アリスはそんな俺の手を取り、精霊石になった赤い宝石を石版の上から俺の手の中へと移動させる。
言葉はなくてもそれがどういう意味かはわかる。
「これはアリスに贈ったものだ。俺のわがままで使うわけには――」
断ろうとすると、俺の言葉にかぶせるようにしてアリスが否定した。
「ううん、使ってほしいの。私、いつもシヴァからもらってばかりだから。それにシヴァは俺のわがままって言うけど、これは私のわがままでもあるんだよ」
「アリスの?」
アリスは俺の瞳を見つめながら続ける。
「そうだよ。いまのシヴァが負けるところなんて想像できないけど、それでも万が一があるかもしれない。もしそうなってから、あの時ああしてれば良かったって後悔したくないの。これはシヴァからもらった大切なものだけど、それよりもずっとずっとあなたの事が大切だから。だからシヴァが遠慮したとしても私が使ってほしいの」
迷いがない訳じゃない。だけどアリスにここまで言ってもらえて、それでも「やっぱり使えないよ」なんて断るのも違う気がする。

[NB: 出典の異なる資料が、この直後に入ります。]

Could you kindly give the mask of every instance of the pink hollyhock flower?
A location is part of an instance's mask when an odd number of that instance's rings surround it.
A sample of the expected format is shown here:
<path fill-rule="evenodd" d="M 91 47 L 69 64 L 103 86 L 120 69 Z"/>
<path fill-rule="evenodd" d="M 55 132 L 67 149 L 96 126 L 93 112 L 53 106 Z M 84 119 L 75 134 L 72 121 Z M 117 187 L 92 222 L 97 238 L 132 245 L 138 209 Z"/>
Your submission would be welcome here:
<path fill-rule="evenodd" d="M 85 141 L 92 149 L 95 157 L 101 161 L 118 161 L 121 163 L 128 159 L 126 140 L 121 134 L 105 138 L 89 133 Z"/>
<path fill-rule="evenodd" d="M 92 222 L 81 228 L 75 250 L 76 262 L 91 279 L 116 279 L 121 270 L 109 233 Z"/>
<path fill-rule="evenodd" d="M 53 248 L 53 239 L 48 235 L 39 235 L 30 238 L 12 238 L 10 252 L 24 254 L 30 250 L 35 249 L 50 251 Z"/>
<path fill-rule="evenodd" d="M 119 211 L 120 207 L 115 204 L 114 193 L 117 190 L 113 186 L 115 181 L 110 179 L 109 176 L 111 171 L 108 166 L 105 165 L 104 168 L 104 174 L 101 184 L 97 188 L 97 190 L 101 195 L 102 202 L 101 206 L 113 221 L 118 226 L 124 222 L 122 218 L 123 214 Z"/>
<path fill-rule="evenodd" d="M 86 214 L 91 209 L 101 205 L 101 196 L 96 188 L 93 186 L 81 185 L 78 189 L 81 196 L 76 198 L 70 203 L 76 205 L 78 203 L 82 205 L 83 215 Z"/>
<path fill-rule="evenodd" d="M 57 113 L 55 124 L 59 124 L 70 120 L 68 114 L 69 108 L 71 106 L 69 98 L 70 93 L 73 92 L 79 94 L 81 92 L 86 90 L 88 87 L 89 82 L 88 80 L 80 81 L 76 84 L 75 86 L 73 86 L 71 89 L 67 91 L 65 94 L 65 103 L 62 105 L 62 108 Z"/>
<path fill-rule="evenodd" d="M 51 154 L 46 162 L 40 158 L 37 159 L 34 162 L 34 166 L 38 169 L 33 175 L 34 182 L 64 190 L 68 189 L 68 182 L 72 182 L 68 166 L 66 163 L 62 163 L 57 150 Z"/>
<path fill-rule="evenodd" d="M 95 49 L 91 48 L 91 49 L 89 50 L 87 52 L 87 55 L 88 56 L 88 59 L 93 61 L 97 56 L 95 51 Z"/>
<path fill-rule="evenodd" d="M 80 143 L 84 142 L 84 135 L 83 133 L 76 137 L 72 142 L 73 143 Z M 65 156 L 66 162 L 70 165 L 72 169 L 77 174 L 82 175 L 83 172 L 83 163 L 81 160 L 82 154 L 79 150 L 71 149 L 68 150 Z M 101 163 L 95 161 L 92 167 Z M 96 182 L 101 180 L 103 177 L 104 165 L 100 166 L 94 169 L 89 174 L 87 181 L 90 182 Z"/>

いま俺がすべきは――
「ありがとう」
感謝の気持ちを伝えると、真剣な顔をしていたアリスの表情がやわらかいものに変わる。
俺はカインの方へと向き直り、精霊石を握った手を差し出した。
「これを使って最高の剣を打って下さい」
カインは俺とアリスのやりとりについては口を挟む気はないようで、ただ一言「わかった」とだけ呟いて精霊石を受け取った。
「これで必要な素材は揃った。あとは剣の形状についてだが、勇者の剣と同じ長剣でいいのか?」
「いえ、できれば剣神流が使う片手半剣にしていただきたいです」
「それなら形状は黒金に寄せて、それ以外に関してはこちらに任せてもらえないか。悪いようにはしない」
「はい。それでお願いします」
代金についてはやはり無料という訳にはいかないので、カインがこれまで作成した武器の最高額と同額を支払うことで納得してもらった。それから剣は出来次第、中立都市のギルドにまで届けてもらう約束をした。
カインへの依頼を終えて道場に戻ってくると、ちょうどライナーがヨミとヤミの二人を相手に手合わせをしているところだった。
「二人がかりとはいえライナーといい勝負か」
まあライナーは手加減をしてるみたいだけど、それでもヨミとヤミの実力は本物だろう。最初会ったときに感じていた印象よりもずっと強い。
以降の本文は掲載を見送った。